商標ベロタクシー 「VELOTAXI」に見る商標出願の難しさ 【知財おもうがままに】

観光自転車
スカイツリーの周りで観光自転車が目立つようになった。
観光自転車では「ベロタクシー」が有名ということだ。 
(この写真のものは、ベロタクシーという表示をしているわけではなく、別の会社の類似例)
これには、色々な規制をクリアしたり、採算を工夫したりと、ビジネスモデルとしての工夫が相当あると思います。

VELOTAXIという商標登録を調べると、意外な一面を知ることができます。


velotaxi

 【国際登録番号】 788319
【国際登録日又は事後指定日】
平成14年(2002)9月5日
【先願権発生日】 平成14年(2002)9月5日
【指定通知日】 平成14年(2002)10月24日

【国又は機関】 DE(ドイツ連邦共和国)

【氏名又は名称】 Velotaxi GmbH Berlin Gesellschaft fr Vermarktung  Entwicklung
【商品及び役務の区分並びに指定商品又は指定役務】 12
Bicycles and tricycles with closed passenger cabs. 

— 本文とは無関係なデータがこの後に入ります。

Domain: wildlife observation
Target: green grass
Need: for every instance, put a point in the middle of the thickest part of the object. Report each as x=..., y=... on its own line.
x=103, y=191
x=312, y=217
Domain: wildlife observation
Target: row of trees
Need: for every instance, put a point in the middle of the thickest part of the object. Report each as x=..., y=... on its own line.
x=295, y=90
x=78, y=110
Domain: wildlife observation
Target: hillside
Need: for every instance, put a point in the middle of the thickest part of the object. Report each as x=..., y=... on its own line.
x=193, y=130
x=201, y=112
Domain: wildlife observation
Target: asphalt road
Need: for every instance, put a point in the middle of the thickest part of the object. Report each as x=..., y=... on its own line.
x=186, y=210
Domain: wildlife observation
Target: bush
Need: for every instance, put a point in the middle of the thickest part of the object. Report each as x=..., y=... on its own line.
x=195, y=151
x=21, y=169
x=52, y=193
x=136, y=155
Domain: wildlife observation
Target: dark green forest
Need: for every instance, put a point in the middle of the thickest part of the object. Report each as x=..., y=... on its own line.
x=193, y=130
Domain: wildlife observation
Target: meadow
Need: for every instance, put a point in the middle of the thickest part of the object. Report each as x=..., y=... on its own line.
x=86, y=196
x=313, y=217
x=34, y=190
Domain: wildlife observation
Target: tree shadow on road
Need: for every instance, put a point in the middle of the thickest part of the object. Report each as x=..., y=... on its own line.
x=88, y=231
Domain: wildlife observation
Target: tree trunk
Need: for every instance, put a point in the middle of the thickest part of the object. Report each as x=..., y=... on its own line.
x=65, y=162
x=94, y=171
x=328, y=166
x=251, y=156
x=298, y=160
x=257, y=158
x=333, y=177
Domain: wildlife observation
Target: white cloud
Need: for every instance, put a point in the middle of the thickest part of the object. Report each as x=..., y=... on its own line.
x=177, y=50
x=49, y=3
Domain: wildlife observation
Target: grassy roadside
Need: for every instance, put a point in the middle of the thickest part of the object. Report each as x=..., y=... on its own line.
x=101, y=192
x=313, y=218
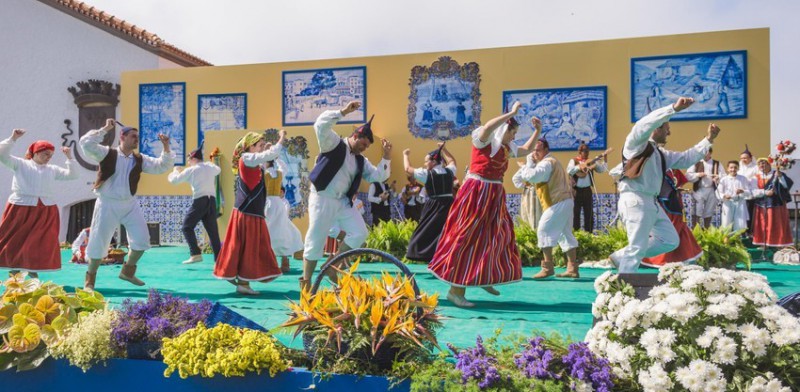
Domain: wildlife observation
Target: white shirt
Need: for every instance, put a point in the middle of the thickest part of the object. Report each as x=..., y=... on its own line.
x=585, y=182
x=728, y=186
x=200, y=177
x=377, y=199
x=707, y=181
x=328, y=140
x=118, y=185
x=649, y=182
x=33, y=181
x=540, y=172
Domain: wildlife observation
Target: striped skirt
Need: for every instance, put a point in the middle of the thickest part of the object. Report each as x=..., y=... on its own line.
x=478, y=247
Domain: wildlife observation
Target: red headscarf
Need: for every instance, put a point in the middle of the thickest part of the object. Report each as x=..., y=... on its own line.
x=39, y=146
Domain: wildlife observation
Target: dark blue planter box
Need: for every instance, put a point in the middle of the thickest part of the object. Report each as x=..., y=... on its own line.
x=122, y=375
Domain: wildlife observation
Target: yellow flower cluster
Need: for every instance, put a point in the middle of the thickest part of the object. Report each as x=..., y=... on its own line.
x=385, y=308
x=224, y=350
x=89, y=341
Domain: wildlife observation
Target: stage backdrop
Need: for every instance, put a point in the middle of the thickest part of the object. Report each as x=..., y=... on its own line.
x=389, y=83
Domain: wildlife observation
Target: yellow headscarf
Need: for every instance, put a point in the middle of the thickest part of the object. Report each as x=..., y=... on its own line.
x=244, y=143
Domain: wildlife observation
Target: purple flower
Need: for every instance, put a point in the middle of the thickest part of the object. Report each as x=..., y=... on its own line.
x=162, y=315
x=535, y=359
x=583, y=365
x=476, y=364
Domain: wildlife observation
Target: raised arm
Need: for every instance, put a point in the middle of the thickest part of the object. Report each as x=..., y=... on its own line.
x=496, y=122
x=91, y=145
x=527, y=148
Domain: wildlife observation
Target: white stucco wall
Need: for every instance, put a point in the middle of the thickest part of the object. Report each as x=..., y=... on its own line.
x=43, y=51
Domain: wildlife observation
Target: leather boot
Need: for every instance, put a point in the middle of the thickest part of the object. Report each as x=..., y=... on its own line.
x=88, y=281
x=546, y=271
x=129, y=273
x=572, y=271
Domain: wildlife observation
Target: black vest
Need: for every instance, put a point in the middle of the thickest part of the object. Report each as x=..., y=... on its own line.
x=251, y=202
x=439, y=184
x=329, y=163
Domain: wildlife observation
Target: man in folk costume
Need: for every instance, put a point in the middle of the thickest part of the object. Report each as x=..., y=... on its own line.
x=748, y=168
x=202, y=178
x=379, y=196
x=437, y=177
x=285, y=236
x=246, y=255
x=650, y=232
x=732, y=191
x=771, y=216
x=529, y=210
x=555, y=196
x=335, y=179
x=705, y=177
x=117, y=181
x=30, y=222
x=582, y=179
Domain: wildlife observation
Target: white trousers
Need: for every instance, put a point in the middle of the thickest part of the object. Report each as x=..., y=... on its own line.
x=284, y=236
x=108, y=215
x=325, y=212
x=650, y=232
x=555, y=226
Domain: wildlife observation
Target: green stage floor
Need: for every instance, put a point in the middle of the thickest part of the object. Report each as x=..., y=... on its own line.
x=563, y=306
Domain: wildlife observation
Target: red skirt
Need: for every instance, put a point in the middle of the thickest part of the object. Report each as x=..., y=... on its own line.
x=247, y=253
x=29, y=238
x=478, y=247
x=771, y=226
x=688, y=249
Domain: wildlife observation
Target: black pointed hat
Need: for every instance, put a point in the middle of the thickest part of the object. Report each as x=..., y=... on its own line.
x=366, y=130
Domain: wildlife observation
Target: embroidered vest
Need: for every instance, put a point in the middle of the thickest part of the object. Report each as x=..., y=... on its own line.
x=108, y=166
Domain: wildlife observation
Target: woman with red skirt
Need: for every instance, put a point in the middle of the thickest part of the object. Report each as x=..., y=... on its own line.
x=688, y=250
x=477, y=247
x=246, y=255
x=30, y=223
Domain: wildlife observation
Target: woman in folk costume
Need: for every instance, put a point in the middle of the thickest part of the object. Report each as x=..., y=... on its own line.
x=478, y=247
x=246, y=253
x=732, y=191
x=671, y=201
x=286, y=237
x=30, y=223
x=437, y=177
x=771, y=216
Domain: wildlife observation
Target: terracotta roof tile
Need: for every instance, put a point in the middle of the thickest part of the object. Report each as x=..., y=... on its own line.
x=136, y=35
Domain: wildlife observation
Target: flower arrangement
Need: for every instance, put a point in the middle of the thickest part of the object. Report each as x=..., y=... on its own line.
x=224, y=350
x=161, y=316
x=357, y=317
x=88, y=342
x=700, y=331
x=781, y=159
x=35, y=316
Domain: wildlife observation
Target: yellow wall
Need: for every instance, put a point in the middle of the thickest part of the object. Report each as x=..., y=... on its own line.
x=525, y=67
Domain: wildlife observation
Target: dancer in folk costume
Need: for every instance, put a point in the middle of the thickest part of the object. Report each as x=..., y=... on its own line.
x=437, y=176
x=530, y=211
x=202, y=178
x=117, y=181
x=477, y=247
x=748, y=168
x=771, y=216
x=671, y=201
x=335, y=180
x=650, y=231
x=30, y=223
x=553, y=188
x=732, y=191
x=246, y=254
x=286, y=237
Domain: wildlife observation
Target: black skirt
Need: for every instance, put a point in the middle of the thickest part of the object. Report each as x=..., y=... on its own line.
x=423, y=242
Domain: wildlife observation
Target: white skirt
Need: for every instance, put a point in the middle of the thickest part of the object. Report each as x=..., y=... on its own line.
x=284, y=235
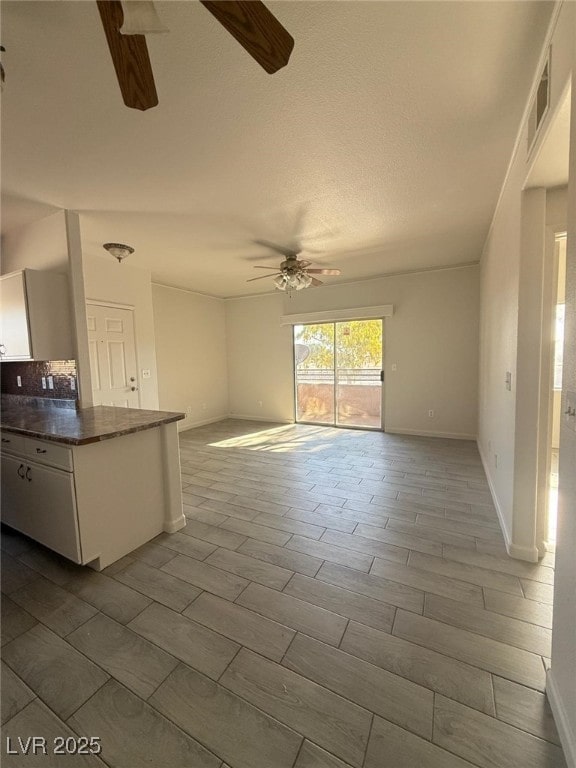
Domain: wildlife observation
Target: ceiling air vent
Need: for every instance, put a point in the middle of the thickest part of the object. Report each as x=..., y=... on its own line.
x=539, y=105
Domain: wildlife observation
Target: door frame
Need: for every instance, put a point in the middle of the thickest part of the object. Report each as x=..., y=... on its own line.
x=132, y=309
x=546, y=412
x=334, y=322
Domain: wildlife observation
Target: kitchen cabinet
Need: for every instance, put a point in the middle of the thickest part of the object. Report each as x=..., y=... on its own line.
x=35, y=322
x=93, y=502
x=40, y=501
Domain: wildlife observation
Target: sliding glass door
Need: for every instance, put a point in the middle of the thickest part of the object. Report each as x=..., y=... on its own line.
x=338, y=370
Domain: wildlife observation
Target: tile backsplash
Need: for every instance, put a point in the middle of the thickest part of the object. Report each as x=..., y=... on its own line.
x=37, y=376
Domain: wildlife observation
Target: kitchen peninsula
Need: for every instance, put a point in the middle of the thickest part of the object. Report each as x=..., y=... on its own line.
x=91, y=484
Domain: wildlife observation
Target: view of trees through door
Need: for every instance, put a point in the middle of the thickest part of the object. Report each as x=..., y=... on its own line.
x=338, y=373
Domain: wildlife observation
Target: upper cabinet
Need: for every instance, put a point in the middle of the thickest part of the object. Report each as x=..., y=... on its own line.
x=35, y=322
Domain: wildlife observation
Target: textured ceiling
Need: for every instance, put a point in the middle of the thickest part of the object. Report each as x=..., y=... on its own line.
x=381, y=146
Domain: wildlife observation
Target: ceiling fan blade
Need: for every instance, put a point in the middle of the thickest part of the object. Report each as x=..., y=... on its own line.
x=261, y=278
x=288, y=252
x=130, y=58
x=256, y=29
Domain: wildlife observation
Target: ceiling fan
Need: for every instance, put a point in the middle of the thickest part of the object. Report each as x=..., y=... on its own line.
x=293, y=273
x=249, y=21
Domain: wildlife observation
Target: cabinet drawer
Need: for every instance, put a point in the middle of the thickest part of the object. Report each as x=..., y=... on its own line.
x=40, y=502
x=11, y=442
x=55, y=454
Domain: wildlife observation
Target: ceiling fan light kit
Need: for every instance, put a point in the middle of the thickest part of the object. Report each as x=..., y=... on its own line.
x=118, y=250
x=293, y=273
x=298, y=281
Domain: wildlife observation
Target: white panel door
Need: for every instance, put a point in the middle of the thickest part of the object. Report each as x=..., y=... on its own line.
x=112, y=356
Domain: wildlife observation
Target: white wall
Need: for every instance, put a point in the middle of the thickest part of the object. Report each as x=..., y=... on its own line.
x=260, y=363
x=190, y=334
x=110, y=282
x=561, y=684
x=432, y=338
x=40, y=245
x=505, y=270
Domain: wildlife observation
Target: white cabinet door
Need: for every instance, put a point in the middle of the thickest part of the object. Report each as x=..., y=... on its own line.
x=40, y=502
x=112, y=356
x=14, y=335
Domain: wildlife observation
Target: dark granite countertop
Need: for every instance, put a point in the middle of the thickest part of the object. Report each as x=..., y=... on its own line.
x=78, y=427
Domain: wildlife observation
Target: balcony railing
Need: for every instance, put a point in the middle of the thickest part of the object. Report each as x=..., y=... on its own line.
x=357, y=393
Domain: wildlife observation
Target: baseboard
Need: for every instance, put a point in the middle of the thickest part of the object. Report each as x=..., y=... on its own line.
x=423, y=433
x=529, y=554
x=246, y=417
x=518, y=552
x=503, y=526
x=185, y=424
x=563, y=725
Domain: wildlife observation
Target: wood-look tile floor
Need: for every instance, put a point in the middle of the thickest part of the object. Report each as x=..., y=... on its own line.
x=337, y=599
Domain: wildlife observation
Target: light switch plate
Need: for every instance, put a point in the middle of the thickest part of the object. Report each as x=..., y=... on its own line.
x=569, y=410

【商品及び役務の区分並びに指定商品又は指定役務(訳)】
12 屋根付きの乗客用座席付き自転車及び三輪車 


最初に始めたドイツの会社が国際登録をしているので、なるほど世界で名前を押さえたのだと理解できます。
ところが、日本でも他の商標区分について同じ言葉(称呼)で登録されいるのです。

velotaxi[5]
【商標登録番号】 第4806668号
【登録日】 平成16年(2004)10月1日
【登録公報発行日】
平成16年(2004)11月2日
【公開日】 平成15年(2003)10月30日
【出願番号】 商標出願2003-86128
【区分数】 3
【商品及び役務の区分並びに指定商品又は指定役務】
35 広告,特に客席を備えた二~四輪の人力駆動車に描かれた企業経営の広告
39 車両による輸送,特に二~四輪の人力駆動車のタクシーによる旅行者の案内・輸送
41 娯楽の提供,客室を備えた二~四輪の人力駆動車乗車体験のための娯楽施設の提供,客室を備えた二~四輪の人力駆動車乗車体験に関するイベントの企画・運営又は開催

この日本出願は、ドイツ企業から日本国内での許可を得ているものと思われ、上の商品区分12だけでは不十分と判断して行われたものと考えられます。
 人力駆動車による広告も、人力駆動車タクシーも、人力駆動車乗車体験も必須でしょう。
 ベロタクシージャパン www.velotaxi.jp

ここで思ったことは、
(1)ドイツの会社は日本の商標を押さえたと考えた。
(2)ところが、自転車そのものと、自転車を使ったサービスとでは分類が異なっていた。
(3)したがって、当所の出願だけでは有効な範囲を権利化することに失敗した。 

(4)しかし日本での提携会社が国内の実情に基づいて別分類を押さえた

ということです。
 もし、日本での「VEROTAXI」での他分類登録が行われなかった場合、商標名に顕著性がなければ、他者に登録される恐れがあったわけです。
このように、当所から適正な商標を押さえることは、非常に難しいということを教えてくれます。
なぜなら、商標の分類があまりにも細分化され最適な範囲を押さえることがきわめて難しいからです。
商標が新サービスに使われる場合、既存の分類には属さない今までになかった商品や役務(サービス)の分類を的確に抑えなければならないわけですから。
今までに無いサービスは、今回のように複数の分類(区分)にまたがる可能性が高いということです。
分類に関しては国際的な調整がされているようですが、簡単ではないようです。

日本へ商標出願する際にも相当な注意を払わなくてはならない商標出願です。
まして中国や韓国へ出願するとなると、制度はもちろんのこと実質的な商品区分を十分に精査し、広すぎるくらいの区分を最初から出願する必要があるかと思われます。
それには、現地での商標の状況を熟知した協力者が不可欠であるということを思い知らされます。
なお日本での商標出願は、弁理士でなければ代理できません。